Pinpointing such threats quickly is essential, but traditional approaches to finding these needles in the haystack often fall short.
Now there is a unique opportunity for more feasible, more effective threat hunting capabilities, and it stems from a most unusual effort: rethinking the approach to wide area networking.
When we look at the cyber kill-chain today, there are two major phases—infection and post-infection. Security experts acknowledge that organizations can get infected no matter how good their security controls are.

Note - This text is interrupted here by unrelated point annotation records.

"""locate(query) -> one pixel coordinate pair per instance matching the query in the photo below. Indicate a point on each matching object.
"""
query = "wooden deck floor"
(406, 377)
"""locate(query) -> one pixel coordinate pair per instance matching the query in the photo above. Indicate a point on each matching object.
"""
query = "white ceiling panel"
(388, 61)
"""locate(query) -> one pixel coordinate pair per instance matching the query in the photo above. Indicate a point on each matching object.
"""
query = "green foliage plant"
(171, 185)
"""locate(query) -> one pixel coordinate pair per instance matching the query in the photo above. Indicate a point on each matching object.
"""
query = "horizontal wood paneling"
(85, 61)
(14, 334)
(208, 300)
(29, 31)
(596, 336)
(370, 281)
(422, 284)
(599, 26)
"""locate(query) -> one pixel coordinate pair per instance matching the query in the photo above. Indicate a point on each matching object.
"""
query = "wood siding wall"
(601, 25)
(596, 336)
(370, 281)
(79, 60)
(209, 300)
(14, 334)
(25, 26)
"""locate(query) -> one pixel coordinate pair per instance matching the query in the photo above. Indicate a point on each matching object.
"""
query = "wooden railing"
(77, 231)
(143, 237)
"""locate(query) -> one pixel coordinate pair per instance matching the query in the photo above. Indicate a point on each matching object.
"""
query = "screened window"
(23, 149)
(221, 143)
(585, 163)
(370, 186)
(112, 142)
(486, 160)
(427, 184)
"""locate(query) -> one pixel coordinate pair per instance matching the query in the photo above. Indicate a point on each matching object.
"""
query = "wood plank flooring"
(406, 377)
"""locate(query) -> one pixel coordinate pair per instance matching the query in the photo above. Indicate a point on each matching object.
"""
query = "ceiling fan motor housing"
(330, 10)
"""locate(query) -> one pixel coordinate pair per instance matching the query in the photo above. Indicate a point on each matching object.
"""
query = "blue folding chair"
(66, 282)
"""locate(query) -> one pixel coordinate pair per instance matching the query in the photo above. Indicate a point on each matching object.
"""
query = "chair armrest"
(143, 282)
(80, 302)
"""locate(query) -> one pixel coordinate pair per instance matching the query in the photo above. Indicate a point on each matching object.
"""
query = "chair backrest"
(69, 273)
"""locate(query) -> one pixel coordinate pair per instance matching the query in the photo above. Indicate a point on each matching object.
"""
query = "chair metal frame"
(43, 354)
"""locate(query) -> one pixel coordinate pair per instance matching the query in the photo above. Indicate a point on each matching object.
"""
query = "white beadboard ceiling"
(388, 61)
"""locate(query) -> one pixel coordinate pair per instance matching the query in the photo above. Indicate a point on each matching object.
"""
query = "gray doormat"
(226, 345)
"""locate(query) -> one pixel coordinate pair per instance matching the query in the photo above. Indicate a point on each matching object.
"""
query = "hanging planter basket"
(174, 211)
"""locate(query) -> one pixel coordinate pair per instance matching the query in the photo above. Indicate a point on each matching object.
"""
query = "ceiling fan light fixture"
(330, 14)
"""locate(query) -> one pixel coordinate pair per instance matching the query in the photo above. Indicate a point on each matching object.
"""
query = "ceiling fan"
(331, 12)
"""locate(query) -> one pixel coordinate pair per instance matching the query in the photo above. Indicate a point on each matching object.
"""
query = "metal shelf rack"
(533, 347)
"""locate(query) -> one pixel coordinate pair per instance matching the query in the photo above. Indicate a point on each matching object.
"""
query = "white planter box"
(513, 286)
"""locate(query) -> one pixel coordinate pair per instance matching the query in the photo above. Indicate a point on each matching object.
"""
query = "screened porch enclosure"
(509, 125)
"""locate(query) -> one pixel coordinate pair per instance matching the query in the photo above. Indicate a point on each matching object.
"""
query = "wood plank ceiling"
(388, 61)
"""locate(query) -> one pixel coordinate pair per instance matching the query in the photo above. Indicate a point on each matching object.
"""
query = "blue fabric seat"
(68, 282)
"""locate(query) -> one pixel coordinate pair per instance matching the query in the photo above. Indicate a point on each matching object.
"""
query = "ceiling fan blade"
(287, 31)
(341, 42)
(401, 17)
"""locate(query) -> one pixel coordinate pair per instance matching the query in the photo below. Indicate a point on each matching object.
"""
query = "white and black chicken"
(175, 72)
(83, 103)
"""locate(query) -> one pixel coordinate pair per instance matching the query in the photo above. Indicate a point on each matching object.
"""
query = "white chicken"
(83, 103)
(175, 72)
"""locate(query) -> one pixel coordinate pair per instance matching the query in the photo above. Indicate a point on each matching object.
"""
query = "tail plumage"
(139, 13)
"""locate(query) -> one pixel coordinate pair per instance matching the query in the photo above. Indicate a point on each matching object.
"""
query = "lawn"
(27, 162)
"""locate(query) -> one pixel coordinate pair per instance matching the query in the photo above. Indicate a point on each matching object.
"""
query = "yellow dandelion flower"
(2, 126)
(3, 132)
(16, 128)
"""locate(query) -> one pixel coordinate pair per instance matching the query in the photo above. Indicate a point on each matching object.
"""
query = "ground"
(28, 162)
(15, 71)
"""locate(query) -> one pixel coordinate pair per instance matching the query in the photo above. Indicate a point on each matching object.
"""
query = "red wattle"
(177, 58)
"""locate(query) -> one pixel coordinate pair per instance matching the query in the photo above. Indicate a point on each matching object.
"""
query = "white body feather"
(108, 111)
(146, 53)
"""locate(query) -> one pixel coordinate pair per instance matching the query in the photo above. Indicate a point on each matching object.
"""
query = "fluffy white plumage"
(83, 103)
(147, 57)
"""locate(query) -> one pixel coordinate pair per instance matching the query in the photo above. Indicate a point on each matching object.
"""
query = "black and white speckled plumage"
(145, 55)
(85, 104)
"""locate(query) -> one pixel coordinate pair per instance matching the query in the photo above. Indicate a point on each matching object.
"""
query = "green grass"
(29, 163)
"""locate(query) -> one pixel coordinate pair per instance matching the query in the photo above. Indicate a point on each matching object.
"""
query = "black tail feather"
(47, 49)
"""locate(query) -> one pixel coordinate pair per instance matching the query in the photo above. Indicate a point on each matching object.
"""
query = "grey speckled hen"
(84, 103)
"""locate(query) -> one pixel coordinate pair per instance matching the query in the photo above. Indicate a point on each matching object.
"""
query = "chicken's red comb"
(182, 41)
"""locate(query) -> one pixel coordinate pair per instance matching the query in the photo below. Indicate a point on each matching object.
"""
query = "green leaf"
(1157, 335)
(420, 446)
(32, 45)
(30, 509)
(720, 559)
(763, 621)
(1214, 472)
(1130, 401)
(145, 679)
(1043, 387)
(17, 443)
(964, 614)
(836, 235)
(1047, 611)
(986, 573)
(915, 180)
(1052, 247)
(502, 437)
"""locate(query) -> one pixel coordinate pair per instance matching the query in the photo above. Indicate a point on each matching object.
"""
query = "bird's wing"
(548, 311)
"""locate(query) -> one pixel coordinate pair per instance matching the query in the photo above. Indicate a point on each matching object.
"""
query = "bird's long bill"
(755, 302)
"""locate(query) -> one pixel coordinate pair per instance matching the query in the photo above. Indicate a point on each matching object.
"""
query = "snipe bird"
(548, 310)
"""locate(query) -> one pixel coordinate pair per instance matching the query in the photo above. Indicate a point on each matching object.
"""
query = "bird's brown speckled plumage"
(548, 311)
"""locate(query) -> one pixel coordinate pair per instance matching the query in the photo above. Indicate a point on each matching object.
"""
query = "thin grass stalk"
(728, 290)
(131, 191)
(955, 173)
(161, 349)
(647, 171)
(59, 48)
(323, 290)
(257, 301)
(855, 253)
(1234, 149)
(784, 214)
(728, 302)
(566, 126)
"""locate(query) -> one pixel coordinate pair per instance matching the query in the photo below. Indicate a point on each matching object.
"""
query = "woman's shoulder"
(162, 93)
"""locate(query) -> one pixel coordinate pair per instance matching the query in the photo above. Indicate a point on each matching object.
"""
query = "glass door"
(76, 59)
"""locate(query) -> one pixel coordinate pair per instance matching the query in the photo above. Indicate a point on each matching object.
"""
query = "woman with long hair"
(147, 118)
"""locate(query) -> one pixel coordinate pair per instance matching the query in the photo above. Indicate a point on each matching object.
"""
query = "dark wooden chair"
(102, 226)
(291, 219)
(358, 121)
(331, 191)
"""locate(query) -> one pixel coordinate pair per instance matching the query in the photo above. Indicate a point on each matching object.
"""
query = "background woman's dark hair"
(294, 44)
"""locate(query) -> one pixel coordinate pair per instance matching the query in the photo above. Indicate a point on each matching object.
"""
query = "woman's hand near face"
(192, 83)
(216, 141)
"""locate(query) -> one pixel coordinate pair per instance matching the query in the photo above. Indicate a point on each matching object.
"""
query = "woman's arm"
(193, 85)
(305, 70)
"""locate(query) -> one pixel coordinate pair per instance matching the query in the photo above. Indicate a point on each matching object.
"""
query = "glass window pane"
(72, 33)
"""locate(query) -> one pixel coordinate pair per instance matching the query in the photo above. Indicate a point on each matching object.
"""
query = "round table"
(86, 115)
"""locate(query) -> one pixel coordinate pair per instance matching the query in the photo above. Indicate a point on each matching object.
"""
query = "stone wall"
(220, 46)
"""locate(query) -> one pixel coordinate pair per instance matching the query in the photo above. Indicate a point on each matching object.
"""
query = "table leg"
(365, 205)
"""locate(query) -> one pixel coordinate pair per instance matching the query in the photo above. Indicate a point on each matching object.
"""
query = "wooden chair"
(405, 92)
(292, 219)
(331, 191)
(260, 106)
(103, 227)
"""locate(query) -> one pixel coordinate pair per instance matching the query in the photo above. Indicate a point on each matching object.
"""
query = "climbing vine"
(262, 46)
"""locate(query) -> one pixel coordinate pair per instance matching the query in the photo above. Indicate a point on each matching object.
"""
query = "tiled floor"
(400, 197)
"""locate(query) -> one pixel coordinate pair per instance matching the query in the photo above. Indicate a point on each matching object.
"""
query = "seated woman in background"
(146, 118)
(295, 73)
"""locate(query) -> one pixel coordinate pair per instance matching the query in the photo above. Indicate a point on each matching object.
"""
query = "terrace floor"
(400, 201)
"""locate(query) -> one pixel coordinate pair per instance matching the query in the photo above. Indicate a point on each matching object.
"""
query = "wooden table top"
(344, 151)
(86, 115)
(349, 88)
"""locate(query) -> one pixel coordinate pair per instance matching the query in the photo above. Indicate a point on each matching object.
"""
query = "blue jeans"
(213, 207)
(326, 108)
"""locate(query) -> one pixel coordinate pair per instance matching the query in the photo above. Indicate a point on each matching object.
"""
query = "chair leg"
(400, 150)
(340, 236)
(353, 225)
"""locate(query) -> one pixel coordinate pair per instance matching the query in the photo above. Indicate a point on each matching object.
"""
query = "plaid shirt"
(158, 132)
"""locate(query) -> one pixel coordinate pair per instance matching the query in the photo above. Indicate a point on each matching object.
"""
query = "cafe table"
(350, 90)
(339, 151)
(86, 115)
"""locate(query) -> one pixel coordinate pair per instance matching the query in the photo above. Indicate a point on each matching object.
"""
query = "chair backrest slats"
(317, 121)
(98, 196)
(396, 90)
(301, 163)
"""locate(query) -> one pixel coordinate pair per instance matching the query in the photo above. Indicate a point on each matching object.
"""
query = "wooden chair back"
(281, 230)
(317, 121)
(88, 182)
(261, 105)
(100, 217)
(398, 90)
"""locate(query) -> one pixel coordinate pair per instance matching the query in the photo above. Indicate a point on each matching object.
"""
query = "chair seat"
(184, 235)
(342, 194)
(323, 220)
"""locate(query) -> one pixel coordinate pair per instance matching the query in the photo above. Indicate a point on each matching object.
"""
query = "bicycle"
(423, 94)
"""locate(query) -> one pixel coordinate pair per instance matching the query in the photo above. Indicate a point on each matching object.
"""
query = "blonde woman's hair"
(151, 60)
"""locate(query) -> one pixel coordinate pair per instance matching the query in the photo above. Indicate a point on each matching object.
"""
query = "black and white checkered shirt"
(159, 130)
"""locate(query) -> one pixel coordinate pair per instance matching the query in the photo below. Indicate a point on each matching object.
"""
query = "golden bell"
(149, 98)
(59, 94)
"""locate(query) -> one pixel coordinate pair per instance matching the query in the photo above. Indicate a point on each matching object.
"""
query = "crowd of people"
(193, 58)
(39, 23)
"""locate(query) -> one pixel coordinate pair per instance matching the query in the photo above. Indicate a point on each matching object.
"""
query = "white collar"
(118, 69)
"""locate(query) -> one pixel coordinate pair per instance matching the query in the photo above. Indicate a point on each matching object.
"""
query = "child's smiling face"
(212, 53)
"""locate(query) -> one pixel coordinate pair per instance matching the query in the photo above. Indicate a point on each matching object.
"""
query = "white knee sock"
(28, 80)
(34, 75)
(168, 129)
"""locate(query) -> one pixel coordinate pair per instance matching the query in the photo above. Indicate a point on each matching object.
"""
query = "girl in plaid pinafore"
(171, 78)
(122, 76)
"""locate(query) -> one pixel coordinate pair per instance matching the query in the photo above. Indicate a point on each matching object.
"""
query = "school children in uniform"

The simple fact is, infection vectors change rapidly and continuously. Attackers use new delivery methods – everything from social engineering to zero-day exploits – and they often are effective.
In most cases, an infection is a singular event. The delivery method is singular, which decreases the chances of detection by the security controls that are meant to prevent threats from entering.
Unfortunately, most organizations still focus more of their resources on prevention rather than detection. The primary tools they deploy today include firewall, anti-spam, sandboxing, IPS (intrusion prevention), intelligence feeds, URL filtering, anti-malware, and anti-bot.
These solutions are designed to be in front of what’s left of the perimeter to prevent infection attempts. Once a threat slips through the perimeter, however, the tool can’t see or stop it.